DNA extraction. Bacteria grown overnight on nutrient agar plates were suspended in TNE buffer (10 mM Tris, 20 mM NaCl, 50 mM EDTA [pH 7.5]). Sodium dodecyl sulfate and proteinase K were added to yield final concentrations of 0.5% and 100 µg/ml, respectively, and the bacterial suspensions were incubated at 55°C for 30 min. DNA was extracted with phenol-chloroform-isoamyl alcohol (25:24:1), precipitated with isopropanol, washed with 70% ethanol, and resuspended in TE buffer (10 mM Tris-HCl, 1 mM EDTA [pH 8]).

ERIC PCR. The ERIC 1R primer (5'-ATG TAA GCT CCT GGG GAT TCA C-3') (31) used in this investigation was obtained from the DNA Core Facility, Bureau of Microbiology, LCDC. The reaction mixture (25 µl per reaction) consisted of a 200 µM concentration of each deoxynucleoside triphosphate, 1× PCR buffer II (Perkin-Elmer, Foster City, Calif.), 1.5 mM MgCl₂, 2 µM ERIC 1R primer, 1.25 U of AmpliTaq (Perkin-Elmer), and 100 ng of template DNA. PCR was performed in a Perkin-Elmer 9600 thermal cycler. Following an initial denaturation at 94°C for 5 min, genomic DNA was amplified through 35 cycles of 94°C for 10 min, 52°C for 1 min, and 72°C for 1 min. PCR was completed with a final extension at 72°C for 10 min. Products were separated by electrophoresis on 1.5% agarose gels containing 0.5× TBE (10× TBE is 0.89 M Tris base, 0.89 M boric acid, and 0.02 M disodium EDTA [pH 8.4]; Boehringer Mannheim, Laval, Quebec, Canada), followed by ethidium bromide staining and photography with a UV transilluminator.

Long PCR and Fla locus RFLP analysis.
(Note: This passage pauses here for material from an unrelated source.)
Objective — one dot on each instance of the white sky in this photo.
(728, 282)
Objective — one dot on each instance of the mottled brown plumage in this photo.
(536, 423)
PCR primers designed to amplify a 6.6-kb fragment comprising most of the 8.3-kb locus containing V. parahaemolyticus polar flagellar genes flaB, flaA, flaG, flaH, flaI, flaJ, and flaK, (17, 26) were obtained from the DNA Core Facility. The forward primer, 5'-TAC CTA AAC AAC GCA AAC TCA GCA CA-3', lies within flaB, the first gene in the operon. The reverse primer, 5'-TGC GGT ATG ACG AAT AGT GAA TG-3', is contained in flaK, the last gene in the operon. Long PCR utilized reagents from the GeneAmp XL PCR kit (Perkin-Elmer) in 50-µl reaction mixtures containing 1× XL buffer II, a 200 µM concentration of each deoxynucleoside triphosphate, 30 pmol of each primer, 1.2 mM magnesium acetate, 3 U of recombinant Tth DNA polymerase XL, and 40 ng of DNA template. Amplification was accomplished in a Perkin-Elmer 2400 thermal cycler according to the following cycle parameters: initial denaturation at 94°C for 1 min; 16 cycles of 94°C for 15 s, 60°C for 30 s, and 68°C for 7 min; 17 cycles of 94°C for 15 s, 60°C for 30 s, and 68°C for 7 min 15 s; and final extension at 72°C for 10 min. After 6 µl of each PCR product was digested with a restriction enzyme in a total volume of 30 µl for 3 h at 37°C, 15 µl of the final digest was analyzed on 2% agarose gels, stained, and visualized as summarized above. Restriction enzymes tested were chosen on the basis of the published flagellar locus gene sequence and included DdeI, RsaI, TaqI, and Sau3AI; double digestion by PstI and SspI was also performed. RsaI performed best in these initial experiments and was used for all subsequent analyses.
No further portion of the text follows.